After that, Johnson found excuses to sneak near the COFO office on McLaurin Street. “Honey,” she told her sister, “I heard that they got some good-looking men up at that place.” One afternoon a mischievous friend pushed her headlong into Moses. “What you-all do here?” asked Johnson, recovering from embarrassment. “We hear you-all are troublemakers.”

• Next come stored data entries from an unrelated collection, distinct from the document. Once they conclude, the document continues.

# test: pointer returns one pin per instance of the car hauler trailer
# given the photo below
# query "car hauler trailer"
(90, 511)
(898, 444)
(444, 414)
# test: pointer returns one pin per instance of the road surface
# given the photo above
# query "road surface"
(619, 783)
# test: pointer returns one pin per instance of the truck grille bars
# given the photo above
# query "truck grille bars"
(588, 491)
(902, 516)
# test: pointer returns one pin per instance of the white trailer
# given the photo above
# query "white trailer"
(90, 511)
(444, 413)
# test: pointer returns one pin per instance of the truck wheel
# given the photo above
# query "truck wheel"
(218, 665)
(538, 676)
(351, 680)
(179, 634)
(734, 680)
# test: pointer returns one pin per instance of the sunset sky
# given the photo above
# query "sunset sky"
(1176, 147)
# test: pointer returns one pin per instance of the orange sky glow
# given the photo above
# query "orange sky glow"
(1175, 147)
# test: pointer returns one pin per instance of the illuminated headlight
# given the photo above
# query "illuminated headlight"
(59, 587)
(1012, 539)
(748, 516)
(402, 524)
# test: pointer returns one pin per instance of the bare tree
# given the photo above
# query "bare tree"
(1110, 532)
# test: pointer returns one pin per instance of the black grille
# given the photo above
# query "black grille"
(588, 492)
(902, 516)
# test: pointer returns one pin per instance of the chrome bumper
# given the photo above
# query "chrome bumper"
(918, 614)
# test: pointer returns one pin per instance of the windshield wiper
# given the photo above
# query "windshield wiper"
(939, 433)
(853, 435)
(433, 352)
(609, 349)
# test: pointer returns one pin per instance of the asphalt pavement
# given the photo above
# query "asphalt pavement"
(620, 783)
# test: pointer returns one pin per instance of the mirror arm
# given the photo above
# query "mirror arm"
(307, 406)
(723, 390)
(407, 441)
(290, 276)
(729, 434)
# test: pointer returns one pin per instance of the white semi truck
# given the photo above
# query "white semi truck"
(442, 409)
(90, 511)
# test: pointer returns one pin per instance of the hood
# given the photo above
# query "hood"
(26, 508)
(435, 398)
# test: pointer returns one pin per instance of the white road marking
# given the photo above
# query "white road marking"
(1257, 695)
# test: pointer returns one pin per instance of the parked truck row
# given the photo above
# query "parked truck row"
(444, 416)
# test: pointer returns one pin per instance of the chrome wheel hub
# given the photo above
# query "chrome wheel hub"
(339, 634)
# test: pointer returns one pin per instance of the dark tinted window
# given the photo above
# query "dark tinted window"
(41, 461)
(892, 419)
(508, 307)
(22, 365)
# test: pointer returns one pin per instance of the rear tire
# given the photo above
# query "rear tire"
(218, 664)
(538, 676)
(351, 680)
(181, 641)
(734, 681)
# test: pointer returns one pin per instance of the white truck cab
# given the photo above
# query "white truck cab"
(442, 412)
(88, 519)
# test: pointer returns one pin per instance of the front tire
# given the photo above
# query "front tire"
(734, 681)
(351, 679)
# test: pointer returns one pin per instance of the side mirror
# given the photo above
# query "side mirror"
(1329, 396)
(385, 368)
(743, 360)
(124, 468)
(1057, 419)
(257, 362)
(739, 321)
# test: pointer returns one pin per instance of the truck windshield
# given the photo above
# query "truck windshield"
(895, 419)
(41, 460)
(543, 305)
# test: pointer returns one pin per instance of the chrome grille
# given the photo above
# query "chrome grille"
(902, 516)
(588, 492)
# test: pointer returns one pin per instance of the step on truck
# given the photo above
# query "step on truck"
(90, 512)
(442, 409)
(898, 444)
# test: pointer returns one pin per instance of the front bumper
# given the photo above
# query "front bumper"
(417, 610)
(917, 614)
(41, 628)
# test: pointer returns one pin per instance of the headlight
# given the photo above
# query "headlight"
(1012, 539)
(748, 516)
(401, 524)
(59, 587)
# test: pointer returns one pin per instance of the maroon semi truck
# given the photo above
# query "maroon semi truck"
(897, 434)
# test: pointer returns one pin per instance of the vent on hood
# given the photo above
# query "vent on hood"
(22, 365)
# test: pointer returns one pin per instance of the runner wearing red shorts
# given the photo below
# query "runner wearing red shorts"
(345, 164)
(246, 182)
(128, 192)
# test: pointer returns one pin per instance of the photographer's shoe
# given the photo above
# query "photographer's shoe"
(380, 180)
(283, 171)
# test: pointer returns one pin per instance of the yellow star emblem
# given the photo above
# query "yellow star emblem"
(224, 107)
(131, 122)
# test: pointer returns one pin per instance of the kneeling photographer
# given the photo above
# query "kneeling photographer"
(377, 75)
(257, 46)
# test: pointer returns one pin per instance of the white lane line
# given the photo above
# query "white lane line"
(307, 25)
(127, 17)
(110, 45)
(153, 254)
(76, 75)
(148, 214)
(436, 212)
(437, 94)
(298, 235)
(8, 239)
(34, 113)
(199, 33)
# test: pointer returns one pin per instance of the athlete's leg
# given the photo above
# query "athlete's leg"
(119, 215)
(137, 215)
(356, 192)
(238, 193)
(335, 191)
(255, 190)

Moses replied that they were having a registration meeting that night, and asked if she might like to see one of the canvassing notebooks that explained why voting was so important. The girls took the notebook and ran, passing it back and forth like contraband. Before June Johnson could hide the notebook under her mattress, one of her sisters obediently informed their mother, Belle Johnson, whose wrath turned the whole house silent. She ordered her daughter to “trot right back down there” with the confiscated book and “don't bring that stuff here no more.”

 

T
HE
D
ELTA FAMINE
worsened until more than six hundred sharecroppers lined up outside Wesley Chapel on February 20, 1963. Cleveland Jordan, an old cotton-row preacher recruited to supervise the food distribution, kept up a running speech about the connection between poverty and voting. “We just mean to register and vote, and we don't mean to fight and we don't mean to run,” he said, calling to recipients by name. “We just mean to go to the polls and get our freedom.” Kerosene arson struck the Negro section of Greenwood that night, destroying four stores next to the Camel Pressing Shop. When Sam Block told sharecroppers in the relief line that the fire targeted the registration project, Greenwood police arrested him for incendiary public remarks.

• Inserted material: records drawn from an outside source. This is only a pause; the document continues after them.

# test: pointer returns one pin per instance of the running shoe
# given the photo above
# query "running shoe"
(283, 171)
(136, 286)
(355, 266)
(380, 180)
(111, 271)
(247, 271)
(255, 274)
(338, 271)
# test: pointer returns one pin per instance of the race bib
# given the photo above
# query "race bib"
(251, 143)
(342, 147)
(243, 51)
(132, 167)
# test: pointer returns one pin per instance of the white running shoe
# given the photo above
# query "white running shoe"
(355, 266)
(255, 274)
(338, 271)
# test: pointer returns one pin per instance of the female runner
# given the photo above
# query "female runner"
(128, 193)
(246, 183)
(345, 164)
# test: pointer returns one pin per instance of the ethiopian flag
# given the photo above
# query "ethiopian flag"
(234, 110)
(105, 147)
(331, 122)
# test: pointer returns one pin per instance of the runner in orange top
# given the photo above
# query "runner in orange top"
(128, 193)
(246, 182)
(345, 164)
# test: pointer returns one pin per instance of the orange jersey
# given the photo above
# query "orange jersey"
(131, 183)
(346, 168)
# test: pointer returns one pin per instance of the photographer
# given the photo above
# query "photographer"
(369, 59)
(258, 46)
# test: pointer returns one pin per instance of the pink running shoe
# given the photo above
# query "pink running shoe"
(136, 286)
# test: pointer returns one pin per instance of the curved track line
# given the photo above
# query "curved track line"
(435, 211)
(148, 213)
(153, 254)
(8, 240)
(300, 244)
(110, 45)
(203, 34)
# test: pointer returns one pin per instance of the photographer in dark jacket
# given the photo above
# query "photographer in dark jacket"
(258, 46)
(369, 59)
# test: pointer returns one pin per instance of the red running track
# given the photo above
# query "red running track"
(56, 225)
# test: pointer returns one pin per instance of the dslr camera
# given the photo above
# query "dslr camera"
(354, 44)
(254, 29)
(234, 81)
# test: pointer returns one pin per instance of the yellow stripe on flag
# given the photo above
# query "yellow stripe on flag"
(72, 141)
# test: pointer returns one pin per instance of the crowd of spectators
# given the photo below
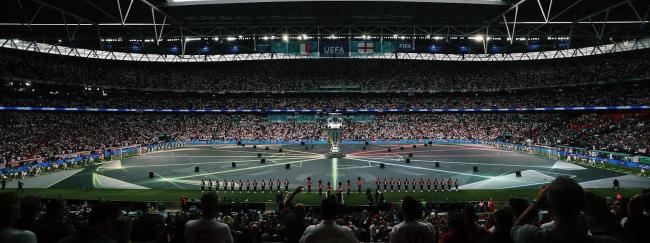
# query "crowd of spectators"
(41, 95)
(298, 75)
(27, 135)
(561, 212)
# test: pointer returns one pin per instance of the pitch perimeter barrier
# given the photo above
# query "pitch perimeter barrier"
(434, 110)
(24, 167)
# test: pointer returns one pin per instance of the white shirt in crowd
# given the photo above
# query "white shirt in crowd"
(412, 231)
(207, 230)
(328, 232)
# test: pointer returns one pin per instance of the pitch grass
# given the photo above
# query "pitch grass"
(158, 195)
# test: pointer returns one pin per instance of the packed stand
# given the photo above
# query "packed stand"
(562, 212)
(298, 75)
(28, 135)
(18, 93)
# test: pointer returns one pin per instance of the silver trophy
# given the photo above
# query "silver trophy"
(334, 134)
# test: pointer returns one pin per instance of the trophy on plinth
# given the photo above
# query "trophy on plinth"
(334, 135)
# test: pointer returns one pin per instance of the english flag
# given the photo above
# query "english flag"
(365, 47)
(305, 48)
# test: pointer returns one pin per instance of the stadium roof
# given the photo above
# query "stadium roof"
(85, 22)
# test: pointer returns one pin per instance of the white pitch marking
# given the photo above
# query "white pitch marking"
(423, 168)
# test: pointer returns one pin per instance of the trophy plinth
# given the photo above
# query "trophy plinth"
(334, 135)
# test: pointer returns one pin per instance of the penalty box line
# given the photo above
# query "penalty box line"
(422, 168)
(244, 169)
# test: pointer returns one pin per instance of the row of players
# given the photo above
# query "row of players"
(386, 183)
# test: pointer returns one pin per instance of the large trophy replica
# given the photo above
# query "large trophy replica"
(334, 134)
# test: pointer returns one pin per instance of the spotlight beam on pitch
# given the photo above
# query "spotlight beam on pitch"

Block's quick conviction and six-month sentence galvanized many sharecroppers who had heard him sing freedom songs as they received packets of Spam and cheese. More than 150 Negroes, nearly all from the relief lines, presented themselves at the courthouse on February 25 and 26. They still averted their eyes from white faces out of conditioned inferiority, and only a handful of them managed even to apply for the vote, but these limits only underscored their newfound tenacity. In spite of taunts and shouted threats from bystanders, including their plantation bosses, sharecroppers held their ground on the public sidewalk for two days and vowed to come back. Never before had Mississippi's common Negroes stood in such numbers for the ballot.

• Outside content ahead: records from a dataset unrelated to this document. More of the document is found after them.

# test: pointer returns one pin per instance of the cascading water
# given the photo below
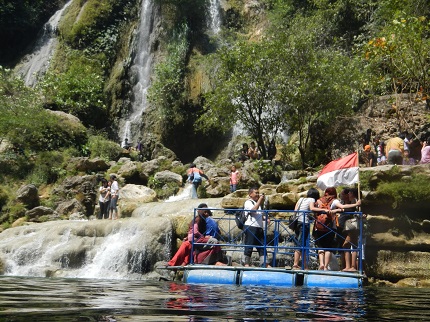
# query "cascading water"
(214, 14)
(34, 65)
(120, 249)
(141, 72)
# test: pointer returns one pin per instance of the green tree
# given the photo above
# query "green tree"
(243, 92)
(318, 83)
(26, 125)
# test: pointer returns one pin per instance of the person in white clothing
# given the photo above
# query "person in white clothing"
(253, 227)
(114, 192)
(303, 206)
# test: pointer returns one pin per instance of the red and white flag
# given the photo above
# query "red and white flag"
(339, 172)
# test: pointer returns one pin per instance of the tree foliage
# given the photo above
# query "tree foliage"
(244, 92)
(399, 56)
(26, 125)
(77, 88)
(319, 83)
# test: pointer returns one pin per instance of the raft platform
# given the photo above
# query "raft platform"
(280, 241)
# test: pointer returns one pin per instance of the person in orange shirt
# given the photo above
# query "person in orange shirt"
(394, 150)
(234, 178)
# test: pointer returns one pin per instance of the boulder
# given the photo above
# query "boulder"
(35, 214)
(87, 165)
(218, 187)
(160, 150)
(131, 196)
(69, 207)
(82, 188)
(131, 172)
(28, 195)
(167, 176)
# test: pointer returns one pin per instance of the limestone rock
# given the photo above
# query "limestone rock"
(131, 172)
(87, 165)
(69, 207)
(161, 150)
(167, 176)
(28, 195)
(131, 196)
(35, 214)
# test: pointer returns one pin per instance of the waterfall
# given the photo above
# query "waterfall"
(34, 65)
(214, 15)
(141, 71)
(103, 249)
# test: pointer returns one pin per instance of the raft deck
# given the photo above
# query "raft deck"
(280, 242)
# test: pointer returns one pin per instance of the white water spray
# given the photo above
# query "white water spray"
(33, 66)
(214, 15)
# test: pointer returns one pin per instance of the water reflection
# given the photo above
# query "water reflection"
(24, 299)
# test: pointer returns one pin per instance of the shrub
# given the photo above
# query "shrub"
(101, 147)
(48, 168)
(77, 88)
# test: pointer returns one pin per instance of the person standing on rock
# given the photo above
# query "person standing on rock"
(394, 150)
(195, 178)
(104, 199)
(425, 152)
(114, 193)
(234, 178)
(253, 226)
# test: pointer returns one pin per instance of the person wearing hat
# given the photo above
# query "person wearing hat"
(369, 157)
(212, 254)
(212, 228)
(195, 178)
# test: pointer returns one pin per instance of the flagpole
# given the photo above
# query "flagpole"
(358, 174)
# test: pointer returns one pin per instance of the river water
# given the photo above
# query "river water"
(52, 299)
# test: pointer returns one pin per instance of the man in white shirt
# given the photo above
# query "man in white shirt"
(114, 191)
(253, 227)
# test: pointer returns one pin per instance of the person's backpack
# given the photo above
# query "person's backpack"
(240, 218)
(323, 220)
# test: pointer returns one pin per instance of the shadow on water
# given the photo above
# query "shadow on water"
(41, 299)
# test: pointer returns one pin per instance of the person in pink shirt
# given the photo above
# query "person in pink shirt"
(425, 152)
(234, 178)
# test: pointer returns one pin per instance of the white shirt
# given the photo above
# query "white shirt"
(304, 204)
(254, 218)
(114, 188)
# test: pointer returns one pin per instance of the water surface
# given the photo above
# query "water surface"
(42, 299)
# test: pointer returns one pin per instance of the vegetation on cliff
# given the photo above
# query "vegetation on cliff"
(276, 66)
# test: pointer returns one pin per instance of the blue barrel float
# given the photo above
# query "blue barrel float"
(331, 281)
(267, 278)
(207, 276)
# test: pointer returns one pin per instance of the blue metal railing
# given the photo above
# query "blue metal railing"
(279, 240)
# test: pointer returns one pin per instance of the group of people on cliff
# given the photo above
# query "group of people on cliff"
(328, 215)
(400, 150)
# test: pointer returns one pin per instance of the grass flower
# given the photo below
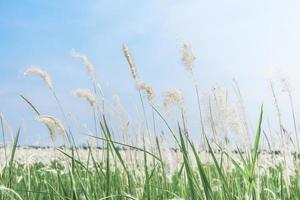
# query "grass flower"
(41, 73)
(147, 89)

Two nights later, a sudden zipper-line of automatic gunfire from a Buick without license plates left thirteen bullets in a COFO car, wounding volunteer driver James Travis in the shoulder and neck as Moses managed to swerve to a halt in a roadside ditch. This attack made Greenwood a small national news item. In the immediate aftershock, COFO leaders decided to reinforce nonviolence against vigilantes by concentrating Mississippi volunteers from outlying projects into Greenwood. They arrived along with important people looking for information. Police at the bus station arrested and manhandled one well-dressed Negro before learning that he was a federal staff investigator for the Civil Rights Commission. From Washington, Attorney General Robert Kennedy himself pushed negotiations to make Leflore County resume the federal food relief, and Medgar Evers reported to his NAACP superiors in New York that he “noticed” a surprising surge of registration activity led by members of Greenwood's defunct NAACP chapter—a portrayal that was almost entirely cosmetic salve for bureaucratic vanities at NAACP headquarters. Pretending to be alarmed, Evers pushed New York for permission to stay ahead of the competition.